Events are generated by SQL Server and entered into the Microsoft Windows application log. SQL Server Agent reads the application log and compares events written there to alerts that you have defined. When SQL Server Agent finds a match, it fires an alert, which is an automated response to an event. In addition to monitoring SQL Server events, SQL Server Agent can also monitor performance conditions and Windows Management Instrumentation (WMI) events.
To define an alert, you specify:
- The name of the alert.
- The event or performance condition that triggers the alert.
- The action that SQL Server Agent takes in response to the event or performance condition.
Specifying a SQL Server Event
You can specify an alert to occur in response to one or more events. Use the following parameters to specify the events that trigger an alert:
- Error numberSQL Server Agent fires an alert when a specific error occurs. For example, you might specify error number 2571 to respond to unauthorized attempts to invoke Database Console Commands (DBCC).
- Severity levelSQL Server Agent fires an alert when any error of the specific severity occurs. For example, you might specify a severity level of 15 to respond to syntax errors in Transact-SQL statements.
- DatabaseSQL Server Agent fires an alert only when the event occurs in a particular database. This option applies in addition to the error number or severity level. For example, if an instance contains one database that is used for production and one database that is used for reporting, you can define an alert that responds to syntax errors in the production database only.

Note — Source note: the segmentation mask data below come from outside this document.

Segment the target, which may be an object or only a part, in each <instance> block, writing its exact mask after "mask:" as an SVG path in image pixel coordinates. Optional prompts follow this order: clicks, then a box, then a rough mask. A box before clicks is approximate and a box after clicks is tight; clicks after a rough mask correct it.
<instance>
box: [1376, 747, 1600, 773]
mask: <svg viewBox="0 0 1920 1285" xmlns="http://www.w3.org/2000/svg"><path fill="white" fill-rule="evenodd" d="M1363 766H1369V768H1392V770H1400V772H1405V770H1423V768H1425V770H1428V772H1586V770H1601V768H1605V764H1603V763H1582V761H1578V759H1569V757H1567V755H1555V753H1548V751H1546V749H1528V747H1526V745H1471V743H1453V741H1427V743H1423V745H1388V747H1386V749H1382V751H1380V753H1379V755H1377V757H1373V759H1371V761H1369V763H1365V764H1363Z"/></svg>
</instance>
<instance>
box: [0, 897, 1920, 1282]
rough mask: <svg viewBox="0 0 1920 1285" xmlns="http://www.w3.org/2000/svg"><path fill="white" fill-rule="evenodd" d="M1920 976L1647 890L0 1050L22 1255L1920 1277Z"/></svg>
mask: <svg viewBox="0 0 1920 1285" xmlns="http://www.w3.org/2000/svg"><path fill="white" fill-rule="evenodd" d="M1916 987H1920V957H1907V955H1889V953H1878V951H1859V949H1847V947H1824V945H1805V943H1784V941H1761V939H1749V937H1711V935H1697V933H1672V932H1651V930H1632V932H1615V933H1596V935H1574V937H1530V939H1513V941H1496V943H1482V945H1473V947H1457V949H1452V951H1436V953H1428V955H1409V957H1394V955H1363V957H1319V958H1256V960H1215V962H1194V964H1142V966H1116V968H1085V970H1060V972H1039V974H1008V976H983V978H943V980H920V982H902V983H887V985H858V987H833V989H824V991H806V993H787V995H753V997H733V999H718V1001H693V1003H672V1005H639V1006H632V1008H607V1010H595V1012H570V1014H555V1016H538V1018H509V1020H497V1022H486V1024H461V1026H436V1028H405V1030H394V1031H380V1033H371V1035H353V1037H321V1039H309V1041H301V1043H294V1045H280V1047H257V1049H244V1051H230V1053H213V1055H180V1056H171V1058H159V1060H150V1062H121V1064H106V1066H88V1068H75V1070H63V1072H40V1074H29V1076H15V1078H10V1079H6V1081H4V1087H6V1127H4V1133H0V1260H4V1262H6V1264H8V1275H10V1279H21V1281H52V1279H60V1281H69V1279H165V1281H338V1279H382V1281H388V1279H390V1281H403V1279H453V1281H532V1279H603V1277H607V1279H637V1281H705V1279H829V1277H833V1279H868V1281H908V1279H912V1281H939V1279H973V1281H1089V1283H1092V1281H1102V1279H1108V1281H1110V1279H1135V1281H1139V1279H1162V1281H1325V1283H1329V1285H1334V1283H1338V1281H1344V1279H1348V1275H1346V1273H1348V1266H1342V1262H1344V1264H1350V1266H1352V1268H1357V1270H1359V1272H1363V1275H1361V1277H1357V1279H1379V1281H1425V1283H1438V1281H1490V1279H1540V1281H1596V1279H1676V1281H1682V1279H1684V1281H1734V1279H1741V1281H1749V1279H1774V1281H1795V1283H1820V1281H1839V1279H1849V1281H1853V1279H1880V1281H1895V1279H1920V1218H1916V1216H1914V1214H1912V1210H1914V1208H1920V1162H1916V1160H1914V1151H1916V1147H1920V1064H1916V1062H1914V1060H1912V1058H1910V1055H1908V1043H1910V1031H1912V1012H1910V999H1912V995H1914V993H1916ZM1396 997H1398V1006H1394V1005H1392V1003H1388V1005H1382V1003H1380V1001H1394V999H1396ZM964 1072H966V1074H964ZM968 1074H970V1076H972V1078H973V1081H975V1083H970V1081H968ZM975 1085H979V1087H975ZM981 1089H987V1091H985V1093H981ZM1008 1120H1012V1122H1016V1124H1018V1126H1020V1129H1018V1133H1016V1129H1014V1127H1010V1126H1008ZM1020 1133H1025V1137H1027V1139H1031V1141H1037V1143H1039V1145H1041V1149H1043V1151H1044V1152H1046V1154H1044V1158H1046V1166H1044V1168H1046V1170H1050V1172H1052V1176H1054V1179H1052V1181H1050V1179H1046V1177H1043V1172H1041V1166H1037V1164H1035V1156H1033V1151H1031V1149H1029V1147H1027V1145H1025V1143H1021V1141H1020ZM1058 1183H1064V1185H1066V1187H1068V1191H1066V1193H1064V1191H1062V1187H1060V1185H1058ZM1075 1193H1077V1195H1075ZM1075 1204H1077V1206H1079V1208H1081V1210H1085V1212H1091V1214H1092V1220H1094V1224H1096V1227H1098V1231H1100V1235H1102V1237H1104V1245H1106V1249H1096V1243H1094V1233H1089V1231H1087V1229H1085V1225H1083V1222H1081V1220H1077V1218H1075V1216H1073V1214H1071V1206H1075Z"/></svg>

- Event textSQL Server Agent fires an alert when the specified event contains a particular text string in the event message. For example, you might define an alert that responds to messages that contain the name of a particular table or a particular constraint.
Important Severity Alerts
When implementing this, it is a common practice for DBAs to enable alerts for Severity 17 or higher on their SQL Servers. This is because these are not correctable by end users. Again, I believe everyone should have a monitoring solution in place even if it is just monitoring resources on the machine, for this reason, I only enable them for 18 and above. If you don’t have a monitoring solution though, please enable alerts for 17 also. Error 17 indicates that a statement caused SQL Server to run out of resources.
|Error Severity||What it indicates|
|18||There is a problem with the database engine software.|
|19||Nonconfigurable Database engine limits were exceeded, and the batch was terminated.|
|20||A statement has encountered a problem with the current task, unlikely to cause damage to the database itself.|
|21||A problem was encountered that affects all tasks in the database, unlikely to cause damage to the database itself.|
|22||The table or index specified in the message has been damaged by a software or hardware problem.|
|23||The integrity of the entire database is in question because of a hardware or software problem.|
|24||Media failure. Most likely means a restore of the database and a call to your hardware vendor.|
|25||Unexpected errors, this is the catch all for Microsoft SQL Server.|
Next, it is important to also mention that you should set up alerts for the following error messages 823, 824 and 825. These are signs that your underlying storage system having issues and should be investigated by your system administrator and hardware vendor. Additionally, if you receive these messages as a DBA you should check the suspect pages table in SQL server and run a CHECKDB. This will confirm your state of your database. To query your suspect pages table, use the query below, more details about the event types can be found here.
SELECT db_name(database_id) as database_name, file_id,page_id, error_count, last_update_date, CASE WHEN event_type = '1' THEN 'Error 823 or 824' WHEN event_type = '2' THEN 'Bad checksum on page' WHEN event_type = '3' THEN 'Torn page' ELSE 'restored after was damaged or repaired/deallocated by DBCC' END as Event_information FROM msdb..suspect_pages WHERE (event_type = 1 OR event_type = 2 OR event_type = 3);
To summarize at a high level, alerts should be created for:
- Events with Severity >= 18 if you have a monitoring solution, but if you don’t, enable 17 and above alerts
- These are high-severity errors that should be investigated by the system administrator/DBA
- Error 823,824,825 read-retry errors
- These errors spell doom for your disk subsystem
|Error Number||1205||Deadlock Detected|
|823||An 823 error that was caused by a cyclic redundancy check (CRC) issued by the operating system, such as a disk error (certain hardware errors)|
|824||An 824 error, such as a torn page (any logical error)|
|Severity||016||Miscellaneous User Error|
|018||Nonfatal Internal Error|
|019||Fatal Error in Resource|
|020||Fatal Error in Current Process|
|021||Fatal Error in Database Processes|
|022||Fatal Error: Table Integrity Suspect|
|023||Fatal Error: Database Integrity Suscpect|
|024||Fatal Error: Hardware Error|
RAISERROR('This is a test Severity 16 alert, please ignore.',16,1) WITH LOG;
DESCRIPTION: Error: 50000 Severity: 16 State: 1 This is a test Severity 16 alert, please ignore.
Error:  Database Mail is not enabled for agent notifications. Cannot send e-mail to xxxxxxxx.
Fix: Enable mail in SQL Server Agent (Default is disabled)
SQL Server Agent -> Property -> Alert System -> Enable mail profile
Made sure to setup delay response or you can get a lot of alerts for a single failure.